I went inside, checked in and called Bill.  He was still asleep, but woke up quickly as I told him in a quiet voice, lest I be overheard, that I would be home later that day.  I felt a bit silly, speaking in hushed tones hunched over the receiver with my hand cupped over my mouth and the phone, but it’s a small place where everyone knows everyone. It seemed a bit dramatic, but I was very tired and focused on getting out without hurt feelings. I knew the flight from Anchorage was already late, but I was not at all concerned about that.  I would have happily spent days in the Anchorage airport as long as I was out of Village.

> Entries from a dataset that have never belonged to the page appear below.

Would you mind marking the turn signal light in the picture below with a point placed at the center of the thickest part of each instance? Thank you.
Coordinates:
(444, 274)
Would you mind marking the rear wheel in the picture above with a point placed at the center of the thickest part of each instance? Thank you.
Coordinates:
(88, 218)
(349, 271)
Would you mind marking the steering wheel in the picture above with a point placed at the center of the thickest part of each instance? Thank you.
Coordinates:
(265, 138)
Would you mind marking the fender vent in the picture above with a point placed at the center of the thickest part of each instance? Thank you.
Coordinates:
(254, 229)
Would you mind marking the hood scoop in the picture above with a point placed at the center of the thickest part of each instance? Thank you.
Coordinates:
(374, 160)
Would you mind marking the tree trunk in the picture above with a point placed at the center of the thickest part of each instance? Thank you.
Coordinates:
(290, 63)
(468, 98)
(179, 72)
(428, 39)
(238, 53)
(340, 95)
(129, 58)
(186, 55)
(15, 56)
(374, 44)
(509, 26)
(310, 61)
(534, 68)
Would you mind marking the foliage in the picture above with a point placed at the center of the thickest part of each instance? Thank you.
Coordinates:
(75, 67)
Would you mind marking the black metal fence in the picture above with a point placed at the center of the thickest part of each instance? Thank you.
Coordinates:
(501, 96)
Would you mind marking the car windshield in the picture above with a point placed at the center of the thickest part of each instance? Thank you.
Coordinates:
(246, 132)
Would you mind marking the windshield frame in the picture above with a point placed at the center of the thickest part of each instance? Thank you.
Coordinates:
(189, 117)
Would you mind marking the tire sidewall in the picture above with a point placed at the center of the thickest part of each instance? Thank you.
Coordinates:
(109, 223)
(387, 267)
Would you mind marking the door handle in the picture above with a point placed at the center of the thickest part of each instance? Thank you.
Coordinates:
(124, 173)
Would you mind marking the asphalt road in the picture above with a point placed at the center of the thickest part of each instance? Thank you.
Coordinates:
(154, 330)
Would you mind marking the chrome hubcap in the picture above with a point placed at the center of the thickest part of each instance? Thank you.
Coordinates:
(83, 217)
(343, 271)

I only had to spend three hours in Anchorage, and I did have to go buy a novel in one of those airport shops, because I’d foolishly brought only academic reading with me and given the small amount of sleep I’d gotten for the previous week or so, that wasn’t gonna cut it. The novel filled the time and I was soon stumbling off the plane and into the terminal in Fairbanks.  My husband greeted me with a rather wide-eyed look and explained that a friend had brought him because it was so cold (-45F) that the truck battery had frozen.  We walked up to the friend who had the same wide-eyed look about him as his mouth fell open.  I guess I was looking a little worse for wear.  
 Friend went to get his vehicle and we headed for home. On the way, I told them both what had happened. When I got to the end of the story, I said it out loud for the first time. ‘I won’t be going back to Village again,’  I stated. I watched our friend’s wide eyes in the rear view mirror as he slowly nodded.